Chapitre VIII

M. Yamato, le cheveu de nouveau impeccable, l’oeil vif derrière les lunettes cerclées de fer, plongea dans une courbette au ras du sol. La Nissan noire était de nouveau là, arrachée aux griffes de la police par la puissante organisation de M. Kawashi. Un peu tard… Malko écouta d’une oreille distraite les excuses fleuries de Yamato qui avait dû se faire traîner dans la boue par le président du syndicat des racketteurs.

— Kawashi-san souhaite vivement que vous veniez le retrouver, annonça Yamato. Il est profondément affecté par la malchance qui nous a frappés…

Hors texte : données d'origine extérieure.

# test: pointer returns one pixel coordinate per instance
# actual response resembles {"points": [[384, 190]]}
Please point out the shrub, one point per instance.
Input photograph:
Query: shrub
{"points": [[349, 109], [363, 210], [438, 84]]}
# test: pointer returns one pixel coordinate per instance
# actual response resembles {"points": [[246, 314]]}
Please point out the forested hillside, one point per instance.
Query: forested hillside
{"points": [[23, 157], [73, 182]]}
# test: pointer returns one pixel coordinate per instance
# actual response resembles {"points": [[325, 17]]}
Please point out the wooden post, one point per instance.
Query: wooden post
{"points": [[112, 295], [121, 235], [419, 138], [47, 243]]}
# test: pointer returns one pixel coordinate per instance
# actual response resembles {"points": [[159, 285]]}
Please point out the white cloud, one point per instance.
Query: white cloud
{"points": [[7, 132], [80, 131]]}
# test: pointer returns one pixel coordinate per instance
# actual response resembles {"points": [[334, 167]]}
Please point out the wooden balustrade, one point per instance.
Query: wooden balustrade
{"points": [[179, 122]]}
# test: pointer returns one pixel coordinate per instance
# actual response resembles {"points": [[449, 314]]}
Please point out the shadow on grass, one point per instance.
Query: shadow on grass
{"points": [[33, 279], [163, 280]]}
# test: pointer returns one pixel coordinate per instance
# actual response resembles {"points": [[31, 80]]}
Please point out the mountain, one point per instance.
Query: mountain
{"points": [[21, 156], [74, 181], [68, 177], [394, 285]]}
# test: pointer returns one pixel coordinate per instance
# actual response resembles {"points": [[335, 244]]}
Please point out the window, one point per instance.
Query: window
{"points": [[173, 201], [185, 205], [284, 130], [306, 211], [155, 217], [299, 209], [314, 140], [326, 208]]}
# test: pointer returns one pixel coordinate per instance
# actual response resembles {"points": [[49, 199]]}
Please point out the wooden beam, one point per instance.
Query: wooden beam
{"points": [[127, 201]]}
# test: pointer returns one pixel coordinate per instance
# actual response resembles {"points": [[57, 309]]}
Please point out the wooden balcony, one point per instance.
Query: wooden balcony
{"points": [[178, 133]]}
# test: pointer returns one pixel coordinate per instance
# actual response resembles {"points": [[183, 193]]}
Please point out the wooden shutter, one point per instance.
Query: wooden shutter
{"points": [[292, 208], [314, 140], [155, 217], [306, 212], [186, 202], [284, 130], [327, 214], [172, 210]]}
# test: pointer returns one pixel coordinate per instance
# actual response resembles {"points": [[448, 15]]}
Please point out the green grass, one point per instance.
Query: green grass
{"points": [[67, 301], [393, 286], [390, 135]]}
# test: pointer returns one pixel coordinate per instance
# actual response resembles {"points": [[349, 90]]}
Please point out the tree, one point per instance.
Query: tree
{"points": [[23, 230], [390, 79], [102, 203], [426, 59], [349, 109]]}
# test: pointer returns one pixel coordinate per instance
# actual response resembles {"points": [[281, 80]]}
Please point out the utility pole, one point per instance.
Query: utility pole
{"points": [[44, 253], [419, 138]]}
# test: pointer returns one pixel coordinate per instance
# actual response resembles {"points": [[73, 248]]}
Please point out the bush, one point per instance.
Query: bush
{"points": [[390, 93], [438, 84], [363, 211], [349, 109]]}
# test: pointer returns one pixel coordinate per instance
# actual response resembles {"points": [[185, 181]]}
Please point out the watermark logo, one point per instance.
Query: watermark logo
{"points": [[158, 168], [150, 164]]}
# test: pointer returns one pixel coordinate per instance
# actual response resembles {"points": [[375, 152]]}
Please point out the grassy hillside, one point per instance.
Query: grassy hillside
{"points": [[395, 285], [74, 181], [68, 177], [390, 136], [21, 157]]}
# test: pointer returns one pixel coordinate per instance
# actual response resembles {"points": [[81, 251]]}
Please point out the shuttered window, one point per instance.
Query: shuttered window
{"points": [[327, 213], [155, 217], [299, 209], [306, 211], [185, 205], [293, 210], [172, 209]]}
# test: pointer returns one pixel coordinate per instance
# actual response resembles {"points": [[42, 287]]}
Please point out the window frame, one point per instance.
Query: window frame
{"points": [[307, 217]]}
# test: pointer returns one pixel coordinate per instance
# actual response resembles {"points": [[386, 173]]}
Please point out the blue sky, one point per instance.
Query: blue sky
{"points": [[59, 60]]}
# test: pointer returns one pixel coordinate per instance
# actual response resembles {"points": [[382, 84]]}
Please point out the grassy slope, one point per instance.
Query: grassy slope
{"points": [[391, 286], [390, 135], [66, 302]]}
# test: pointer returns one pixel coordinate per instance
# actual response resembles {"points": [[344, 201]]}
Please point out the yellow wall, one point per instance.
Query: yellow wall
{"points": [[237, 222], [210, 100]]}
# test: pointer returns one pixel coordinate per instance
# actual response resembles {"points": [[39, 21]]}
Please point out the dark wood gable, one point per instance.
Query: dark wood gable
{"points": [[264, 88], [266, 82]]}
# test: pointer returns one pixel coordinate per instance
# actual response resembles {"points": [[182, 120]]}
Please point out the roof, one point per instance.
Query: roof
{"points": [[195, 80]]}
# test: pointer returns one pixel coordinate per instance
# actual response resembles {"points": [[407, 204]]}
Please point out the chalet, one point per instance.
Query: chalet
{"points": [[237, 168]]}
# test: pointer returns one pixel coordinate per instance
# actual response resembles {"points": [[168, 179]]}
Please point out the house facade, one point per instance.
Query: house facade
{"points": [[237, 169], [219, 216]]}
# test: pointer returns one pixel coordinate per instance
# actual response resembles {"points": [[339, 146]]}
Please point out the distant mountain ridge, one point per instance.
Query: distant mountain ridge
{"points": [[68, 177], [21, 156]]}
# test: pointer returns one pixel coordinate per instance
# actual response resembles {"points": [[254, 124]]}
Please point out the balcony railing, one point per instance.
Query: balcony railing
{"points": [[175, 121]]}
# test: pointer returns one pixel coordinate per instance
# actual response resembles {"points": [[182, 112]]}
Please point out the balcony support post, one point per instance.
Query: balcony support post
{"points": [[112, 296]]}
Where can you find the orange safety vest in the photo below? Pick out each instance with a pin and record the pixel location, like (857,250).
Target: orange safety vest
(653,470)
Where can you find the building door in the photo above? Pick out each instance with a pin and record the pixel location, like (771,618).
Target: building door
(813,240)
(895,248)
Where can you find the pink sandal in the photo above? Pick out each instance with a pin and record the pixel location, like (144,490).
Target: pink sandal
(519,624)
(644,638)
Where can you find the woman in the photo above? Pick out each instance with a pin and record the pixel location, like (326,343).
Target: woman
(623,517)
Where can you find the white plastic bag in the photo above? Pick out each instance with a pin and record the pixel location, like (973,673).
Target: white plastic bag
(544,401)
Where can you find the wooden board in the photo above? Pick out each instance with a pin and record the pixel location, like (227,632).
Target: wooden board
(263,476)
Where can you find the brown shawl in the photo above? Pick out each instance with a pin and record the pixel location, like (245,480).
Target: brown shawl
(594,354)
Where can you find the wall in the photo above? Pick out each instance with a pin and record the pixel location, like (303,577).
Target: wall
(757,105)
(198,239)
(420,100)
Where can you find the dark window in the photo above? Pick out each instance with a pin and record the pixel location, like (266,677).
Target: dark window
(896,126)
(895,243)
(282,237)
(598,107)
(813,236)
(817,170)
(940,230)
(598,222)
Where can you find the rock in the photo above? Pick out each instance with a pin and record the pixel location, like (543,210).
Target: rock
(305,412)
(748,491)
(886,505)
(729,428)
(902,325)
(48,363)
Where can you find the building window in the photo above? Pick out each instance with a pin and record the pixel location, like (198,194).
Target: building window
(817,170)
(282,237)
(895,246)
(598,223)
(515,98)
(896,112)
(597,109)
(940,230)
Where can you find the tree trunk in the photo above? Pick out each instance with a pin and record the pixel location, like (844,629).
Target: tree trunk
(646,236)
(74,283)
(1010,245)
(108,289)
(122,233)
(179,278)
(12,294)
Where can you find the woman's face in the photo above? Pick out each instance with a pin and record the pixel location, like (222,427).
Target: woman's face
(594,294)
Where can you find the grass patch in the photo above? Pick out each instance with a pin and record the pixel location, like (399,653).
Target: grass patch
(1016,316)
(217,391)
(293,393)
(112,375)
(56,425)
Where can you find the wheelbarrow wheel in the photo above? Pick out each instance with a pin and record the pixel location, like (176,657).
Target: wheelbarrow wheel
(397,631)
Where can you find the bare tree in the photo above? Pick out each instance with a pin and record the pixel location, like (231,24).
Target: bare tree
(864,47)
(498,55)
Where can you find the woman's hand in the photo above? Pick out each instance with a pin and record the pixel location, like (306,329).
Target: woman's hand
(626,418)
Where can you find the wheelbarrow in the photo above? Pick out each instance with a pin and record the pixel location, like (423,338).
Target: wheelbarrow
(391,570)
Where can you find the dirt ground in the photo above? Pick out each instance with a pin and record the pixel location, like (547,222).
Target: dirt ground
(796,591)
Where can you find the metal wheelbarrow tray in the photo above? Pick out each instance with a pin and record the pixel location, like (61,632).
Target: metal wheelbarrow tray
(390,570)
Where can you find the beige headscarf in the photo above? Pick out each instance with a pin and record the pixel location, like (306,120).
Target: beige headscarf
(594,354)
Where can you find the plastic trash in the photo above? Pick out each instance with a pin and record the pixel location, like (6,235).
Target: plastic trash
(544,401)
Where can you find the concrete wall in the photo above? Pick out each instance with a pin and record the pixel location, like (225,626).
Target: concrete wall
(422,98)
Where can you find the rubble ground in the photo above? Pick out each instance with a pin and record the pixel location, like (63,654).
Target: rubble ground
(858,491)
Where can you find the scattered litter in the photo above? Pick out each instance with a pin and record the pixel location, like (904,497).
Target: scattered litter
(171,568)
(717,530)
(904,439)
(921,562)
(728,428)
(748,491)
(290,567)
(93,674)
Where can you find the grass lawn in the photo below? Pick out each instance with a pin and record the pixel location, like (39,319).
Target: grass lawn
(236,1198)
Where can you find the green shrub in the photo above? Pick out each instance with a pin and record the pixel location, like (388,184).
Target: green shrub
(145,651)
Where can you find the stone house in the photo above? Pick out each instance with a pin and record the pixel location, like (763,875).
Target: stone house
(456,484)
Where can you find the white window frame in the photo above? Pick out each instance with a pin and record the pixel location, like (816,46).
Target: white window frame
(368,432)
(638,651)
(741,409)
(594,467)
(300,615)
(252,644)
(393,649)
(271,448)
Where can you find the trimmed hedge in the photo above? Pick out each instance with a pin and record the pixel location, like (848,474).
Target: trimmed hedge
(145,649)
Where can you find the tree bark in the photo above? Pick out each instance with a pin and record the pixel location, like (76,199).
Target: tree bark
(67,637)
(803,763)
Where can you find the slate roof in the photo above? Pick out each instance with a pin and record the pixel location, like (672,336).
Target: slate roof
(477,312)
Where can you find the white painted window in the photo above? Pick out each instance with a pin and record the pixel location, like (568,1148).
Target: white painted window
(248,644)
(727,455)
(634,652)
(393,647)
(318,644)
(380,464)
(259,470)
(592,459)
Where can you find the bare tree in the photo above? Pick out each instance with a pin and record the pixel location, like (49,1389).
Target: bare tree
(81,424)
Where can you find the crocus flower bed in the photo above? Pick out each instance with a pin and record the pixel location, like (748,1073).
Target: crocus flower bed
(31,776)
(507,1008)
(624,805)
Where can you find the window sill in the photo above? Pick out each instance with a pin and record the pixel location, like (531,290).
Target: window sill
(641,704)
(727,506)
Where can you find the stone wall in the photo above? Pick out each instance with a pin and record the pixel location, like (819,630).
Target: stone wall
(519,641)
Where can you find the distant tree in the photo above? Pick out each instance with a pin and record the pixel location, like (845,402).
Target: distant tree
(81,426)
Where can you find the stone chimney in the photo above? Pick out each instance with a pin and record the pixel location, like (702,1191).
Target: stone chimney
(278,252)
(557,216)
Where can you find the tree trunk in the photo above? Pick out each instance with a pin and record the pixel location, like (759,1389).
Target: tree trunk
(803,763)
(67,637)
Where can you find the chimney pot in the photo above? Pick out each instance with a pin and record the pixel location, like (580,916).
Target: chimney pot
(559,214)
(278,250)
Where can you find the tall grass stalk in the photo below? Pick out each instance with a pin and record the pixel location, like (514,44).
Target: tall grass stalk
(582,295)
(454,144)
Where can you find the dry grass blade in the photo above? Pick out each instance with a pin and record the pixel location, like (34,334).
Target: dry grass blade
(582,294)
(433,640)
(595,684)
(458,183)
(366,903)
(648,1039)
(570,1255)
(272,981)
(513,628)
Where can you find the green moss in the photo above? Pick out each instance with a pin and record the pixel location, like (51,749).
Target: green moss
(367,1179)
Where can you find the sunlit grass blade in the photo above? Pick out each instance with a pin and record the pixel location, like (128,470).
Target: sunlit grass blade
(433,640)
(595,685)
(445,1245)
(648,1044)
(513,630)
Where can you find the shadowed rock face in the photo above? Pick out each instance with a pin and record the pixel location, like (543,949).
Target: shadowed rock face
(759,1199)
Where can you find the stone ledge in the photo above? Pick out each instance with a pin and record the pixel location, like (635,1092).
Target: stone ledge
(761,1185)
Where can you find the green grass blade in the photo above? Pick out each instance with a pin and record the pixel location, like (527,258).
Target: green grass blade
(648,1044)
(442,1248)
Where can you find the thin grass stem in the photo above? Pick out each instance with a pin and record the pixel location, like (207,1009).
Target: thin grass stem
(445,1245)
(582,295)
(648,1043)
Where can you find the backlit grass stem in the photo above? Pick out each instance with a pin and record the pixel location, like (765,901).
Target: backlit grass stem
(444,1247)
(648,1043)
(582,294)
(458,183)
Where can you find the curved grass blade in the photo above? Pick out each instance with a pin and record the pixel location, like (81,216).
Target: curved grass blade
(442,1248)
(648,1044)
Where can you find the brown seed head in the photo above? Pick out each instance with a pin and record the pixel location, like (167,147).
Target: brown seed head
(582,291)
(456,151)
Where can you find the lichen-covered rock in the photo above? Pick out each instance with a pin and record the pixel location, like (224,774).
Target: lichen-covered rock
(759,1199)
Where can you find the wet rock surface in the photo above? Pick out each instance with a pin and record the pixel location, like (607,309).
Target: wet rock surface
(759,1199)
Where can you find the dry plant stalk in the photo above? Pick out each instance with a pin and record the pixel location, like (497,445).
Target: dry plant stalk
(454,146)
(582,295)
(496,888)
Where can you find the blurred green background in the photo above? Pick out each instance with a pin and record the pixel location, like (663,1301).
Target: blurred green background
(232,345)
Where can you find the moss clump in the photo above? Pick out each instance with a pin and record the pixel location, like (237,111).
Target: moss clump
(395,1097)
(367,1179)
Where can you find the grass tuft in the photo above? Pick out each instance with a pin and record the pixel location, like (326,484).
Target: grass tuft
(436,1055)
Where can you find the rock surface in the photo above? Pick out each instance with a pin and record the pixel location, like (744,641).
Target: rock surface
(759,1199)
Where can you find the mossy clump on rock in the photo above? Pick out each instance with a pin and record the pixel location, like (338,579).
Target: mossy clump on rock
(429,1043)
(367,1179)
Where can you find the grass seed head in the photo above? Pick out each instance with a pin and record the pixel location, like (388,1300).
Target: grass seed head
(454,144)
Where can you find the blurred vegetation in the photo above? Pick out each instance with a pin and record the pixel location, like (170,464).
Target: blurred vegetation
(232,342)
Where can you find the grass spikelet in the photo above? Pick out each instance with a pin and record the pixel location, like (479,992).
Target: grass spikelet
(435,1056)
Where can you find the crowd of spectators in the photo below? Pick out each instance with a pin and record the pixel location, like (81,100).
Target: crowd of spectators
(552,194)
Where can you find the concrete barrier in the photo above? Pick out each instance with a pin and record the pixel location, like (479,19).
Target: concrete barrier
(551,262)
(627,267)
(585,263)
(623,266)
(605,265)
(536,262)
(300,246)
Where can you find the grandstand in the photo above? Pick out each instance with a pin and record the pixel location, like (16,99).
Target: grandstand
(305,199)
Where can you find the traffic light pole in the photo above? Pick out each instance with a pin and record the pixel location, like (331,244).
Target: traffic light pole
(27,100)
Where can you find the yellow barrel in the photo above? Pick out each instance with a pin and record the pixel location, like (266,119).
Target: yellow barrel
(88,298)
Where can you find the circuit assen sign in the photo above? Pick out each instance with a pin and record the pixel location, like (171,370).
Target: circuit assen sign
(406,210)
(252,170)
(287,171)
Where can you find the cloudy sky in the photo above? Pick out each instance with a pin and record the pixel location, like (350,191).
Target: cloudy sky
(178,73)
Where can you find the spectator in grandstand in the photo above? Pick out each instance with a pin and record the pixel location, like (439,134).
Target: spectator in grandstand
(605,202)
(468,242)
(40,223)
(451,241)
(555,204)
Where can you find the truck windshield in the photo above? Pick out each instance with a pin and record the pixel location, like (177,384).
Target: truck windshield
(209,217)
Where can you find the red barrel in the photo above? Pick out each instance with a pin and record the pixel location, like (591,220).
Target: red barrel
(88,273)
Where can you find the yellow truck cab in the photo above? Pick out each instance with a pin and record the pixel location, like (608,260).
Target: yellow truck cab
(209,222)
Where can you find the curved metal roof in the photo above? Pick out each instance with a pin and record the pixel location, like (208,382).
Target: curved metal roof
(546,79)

Malko s’installa dans la Nissan où se tenait déjà un gigantesque Japonais au crâne rasé, bâti comme un lutteur, avec un visage plat aux traits durs, enveloppé dans un kimono noir. Il salua Malko d’une profonde inclinaison de tête. Celui-ci remarqua qu’il lui manquait les premières phalanges de l’index et du médius gauche. La voiture fila aussitôt vers le sud. Malko se demandait où ils allaient. Après leur échec de l’après-midi, il pensait que Kawashi allait mettre un certain temps avant d’avoir de nouveaux tuyaux.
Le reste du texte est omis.